L'architecte André Major a vu naître cette tendance au tournant des années 2000. En collaboration avec des équipes d'ingénieurs, il a conçu près de 150 ouvrages dont il a raffiné les détails - ponts, viaducs, etc. «C'est quand même assez timide comme intervention, dit-il, parce que les contraintes sont tellement grandes et les budgets tellement petits qu'on ne peut pas faire, comme en Europe, des ponts à la Calatrava.» Mais c'est tout de même un début.

«Il y a une ouverture au ministère des Transports, alors qu'il n'en était absolument pas question avant les années 2000, observe-t-il. Il y a une volonté, et même des défenseurs acharnés de l'esthétisme dans les ouvrages d'art. Il y a quelque chose d'encourageant de ce côté.»

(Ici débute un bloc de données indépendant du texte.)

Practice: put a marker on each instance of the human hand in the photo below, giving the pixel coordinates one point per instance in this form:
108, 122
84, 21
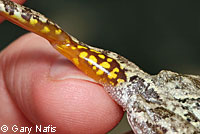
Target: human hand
40, 86
17, 1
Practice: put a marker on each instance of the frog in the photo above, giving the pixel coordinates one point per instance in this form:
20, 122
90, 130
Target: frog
165, 103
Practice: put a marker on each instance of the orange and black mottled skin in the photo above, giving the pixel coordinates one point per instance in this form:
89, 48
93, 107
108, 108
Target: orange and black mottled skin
96, 64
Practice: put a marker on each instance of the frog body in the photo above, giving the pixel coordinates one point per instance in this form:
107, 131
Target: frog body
166, 103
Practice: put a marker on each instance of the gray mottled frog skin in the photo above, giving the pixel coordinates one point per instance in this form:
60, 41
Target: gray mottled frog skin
166, 103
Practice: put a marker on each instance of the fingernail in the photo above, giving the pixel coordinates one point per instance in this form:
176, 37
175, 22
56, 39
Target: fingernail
62, 69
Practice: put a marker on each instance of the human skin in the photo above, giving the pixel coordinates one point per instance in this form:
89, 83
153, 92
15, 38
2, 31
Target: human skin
40, 86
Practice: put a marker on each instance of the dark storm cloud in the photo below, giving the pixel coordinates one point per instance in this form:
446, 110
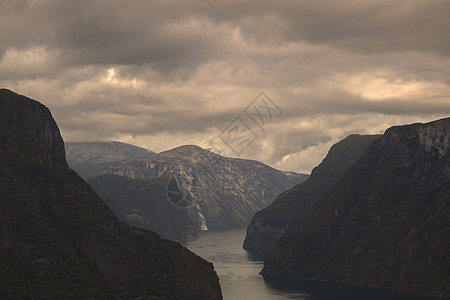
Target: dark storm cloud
163, 73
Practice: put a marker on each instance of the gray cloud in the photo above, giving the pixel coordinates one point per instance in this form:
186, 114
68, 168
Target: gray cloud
166, 73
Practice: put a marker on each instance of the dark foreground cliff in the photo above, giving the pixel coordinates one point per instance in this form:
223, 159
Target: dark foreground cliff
288, 210
144, 203
59, 240
386, 224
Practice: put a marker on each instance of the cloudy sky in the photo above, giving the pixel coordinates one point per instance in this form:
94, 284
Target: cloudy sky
160, 74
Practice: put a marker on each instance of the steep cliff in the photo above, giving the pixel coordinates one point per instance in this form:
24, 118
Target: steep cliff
144, 203
386, 224
288, 210
223, 192
59, 240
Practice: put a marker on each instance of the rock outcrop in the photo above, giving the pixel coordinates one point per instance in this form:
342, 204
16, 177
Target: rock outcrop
87, 158
144, 203
224, 192
386, 224
59, 240
290, 207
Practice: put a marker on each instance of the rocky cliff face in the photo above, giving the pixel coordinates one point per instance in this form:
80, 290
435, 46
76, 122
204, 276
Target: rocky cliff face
223, 192
386, 224
90, 157
290, 207
58, 240
144, 203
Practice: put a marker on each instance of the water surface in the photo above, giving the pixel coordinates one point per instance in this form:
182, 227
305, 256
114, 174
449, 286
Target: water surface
240, 280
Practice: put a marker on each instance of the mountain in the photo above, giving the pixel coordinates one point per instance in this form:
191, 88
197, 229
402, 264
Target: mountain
286, 212
88, 157
59, 240
220, 192
386, 224
144, 203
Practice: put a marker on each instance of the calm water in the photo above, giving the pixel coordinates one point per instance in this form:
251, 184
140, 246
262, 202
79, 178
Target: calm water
239, 278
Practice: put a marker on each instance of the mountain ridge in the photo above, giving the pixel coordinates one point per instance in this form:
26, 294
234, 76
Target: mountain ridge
246, 185
58, 240
289, 208
386, 224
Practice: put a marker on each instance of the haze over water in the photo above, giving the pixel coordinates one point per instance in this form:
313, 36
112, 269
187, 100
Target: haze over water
240, 279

Chez Transports Québec, cette nouvelle préoccupation pour l'esthétique s'inscrit dans le vaste programme d'investissement dans le renouvellement des infrastructures. «Il y a une période où on ne les a pas entretenues, explique sa porte-parole Caroline Larose. Nous avons maintenant un plan de redressement. Et à l'intérieur de tout ça, on a ce souci de la recherche de la qualité architecturale des nouvelles structures.»

Ouvrages d'art

Un pont a même été jeté entre l'Europe et le Québec. Michel Virlogeux, l'ingénieur du viaduc de Millau, a été invité à participer aux études préliminaires des viaducs à haubans du nouvel échangeur Turcot. De concert avec des firmes de génie-conseil québécoises, le bureau d'architectes français spécialisé en ouvrages d'art Lavigne et Cheron a contribué aux propositions pour l'Étude de préfaisabilité portant sur le remplacement du pont Champlain, parmi lesquelles d'élégants ponts à haubans.

Les ingénieurs québécois sont eux aussi du combat pour des ouvrages qui comptent. La présidente de l'Ordre des ingénieurs du Québec, Maude Cohen, était une des signataires de la lettre qui appelait à un concours pour un nouveau pont Champlain à l'architecture significative, en novembre dernier. «Quand on parle de développement durable, on veut quelque chose qui a une valeur sociale, économique, et qui laisse un héritage, plus que seulement une oeuvre d'ingénieur, soutient-elle. C'est beaucoup plus agréable, aussi, pour un ingénieur, de faire quelque chose de beau.»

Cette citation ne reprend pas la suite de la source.